A spokesperson for Health Minister Christine Elliott told the Star last week that “the reporting and assessment components of the (Immunization of School Pupils Act) are already being accomplished through existing systems,” including disclosure to health agencies of the vaccination status of infected students.

Omar Khan, a COVID-19 expert at University of Toronto, said in an interview there’s urgency to getting young kids protected, noting they won’t have maximum protection until about two weeks after their final jab.

“If you look at the number of people being infected, young people are really climbing up there -- they are a big viral reservoir now,” said Khan, an assistant professor at the Institute of Biomedical Engineering.

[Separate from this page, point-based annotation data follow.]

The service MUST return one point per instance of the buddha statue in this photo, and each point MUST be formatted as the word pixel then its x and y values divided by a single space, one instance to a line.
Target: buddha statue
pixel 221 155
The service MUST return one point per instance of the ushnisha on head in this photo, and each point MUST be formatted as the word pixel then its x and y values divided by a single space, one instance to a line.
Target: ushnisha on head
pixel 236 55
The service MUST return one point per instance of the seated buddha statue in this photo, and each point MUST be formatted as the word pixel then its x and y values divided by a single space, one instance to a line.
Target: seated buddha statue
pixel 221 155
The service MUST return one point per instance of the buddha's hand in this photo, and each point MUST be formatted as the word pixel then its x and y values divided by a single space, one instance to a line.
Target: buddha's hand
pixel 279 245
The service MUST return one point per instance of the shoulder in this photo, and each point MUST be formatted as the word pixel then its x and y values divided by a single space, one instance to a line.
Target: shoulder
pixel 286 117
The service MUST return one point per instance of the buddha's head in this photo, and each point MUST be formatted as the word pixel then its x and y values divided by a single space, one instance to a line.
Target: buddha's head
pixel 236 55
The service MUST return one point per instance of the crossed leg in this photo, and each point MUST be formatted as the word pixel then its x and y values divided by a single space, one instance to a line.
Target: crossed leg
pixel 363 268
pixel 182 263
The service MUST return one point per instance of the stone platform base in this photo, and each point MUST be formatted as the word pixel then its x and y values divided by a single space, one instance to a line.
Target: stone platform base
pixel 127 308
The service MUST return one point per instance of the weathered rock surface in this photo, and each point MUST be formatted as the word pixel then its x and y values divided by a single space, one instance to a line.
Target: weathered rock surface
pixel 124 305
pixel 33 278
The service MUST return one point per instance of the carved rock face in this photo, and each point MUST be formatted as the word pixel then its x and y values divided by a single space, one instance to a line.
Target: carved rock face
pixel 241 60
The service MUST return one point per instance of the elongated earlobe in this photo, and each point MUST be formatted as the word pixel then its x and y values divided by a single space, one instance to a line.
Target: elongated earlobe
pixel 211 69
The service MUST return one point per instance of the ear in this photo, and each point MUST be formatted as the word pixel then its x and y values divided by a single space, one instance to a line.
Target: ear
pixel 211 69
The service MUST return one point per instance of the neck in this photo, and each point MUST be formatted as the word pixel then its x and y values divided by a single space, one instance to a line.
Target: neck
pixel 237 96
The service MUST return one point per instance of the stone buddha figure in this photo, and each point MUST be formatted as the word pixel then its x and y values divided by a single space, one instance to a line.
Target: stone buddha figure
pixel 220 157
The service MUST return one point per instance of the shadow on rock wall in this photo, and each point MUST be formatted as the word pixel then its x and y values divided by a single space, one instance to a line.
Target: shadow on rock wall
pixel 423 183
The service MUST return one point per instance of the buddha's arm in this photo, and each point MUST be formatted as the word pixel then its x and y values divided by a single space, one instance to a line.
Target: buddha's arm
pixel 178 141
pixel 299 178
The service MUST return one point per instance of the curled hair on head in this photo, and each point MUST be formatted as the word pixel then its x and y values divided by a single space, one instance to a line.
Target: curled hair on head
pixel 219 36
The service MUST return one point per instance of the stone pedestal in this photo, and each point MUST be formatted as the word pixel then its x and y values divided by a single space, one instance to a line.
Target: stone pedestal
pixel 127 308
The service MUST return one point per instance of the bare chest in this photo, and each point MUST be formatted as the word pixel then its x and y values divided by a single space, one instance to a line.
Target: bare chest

“The way Delta (variant) travels so fast, we need a big chunk of the population vaccinated and that really does include people under age 12.”

Dr. Tara Kiran, a family physician at St. Michael’s Hospital Academic Family Health Team, said the student vaccination effort should be primarily schools-based.

That would be the easiest for students and parents, the most efficient for agencies administered the vaccine, and the most equitable because it could be aimed first at schools were children are most at risk of COVID-19, she said, adding there should be tailored options for kids with special needs.

“We want to avoid vaccine ‘Hunger Games’ this time around -- we don't want people competing for appointments where the more Internet-savvy people with more time and language ability can snap up the appointments,” Kiran said.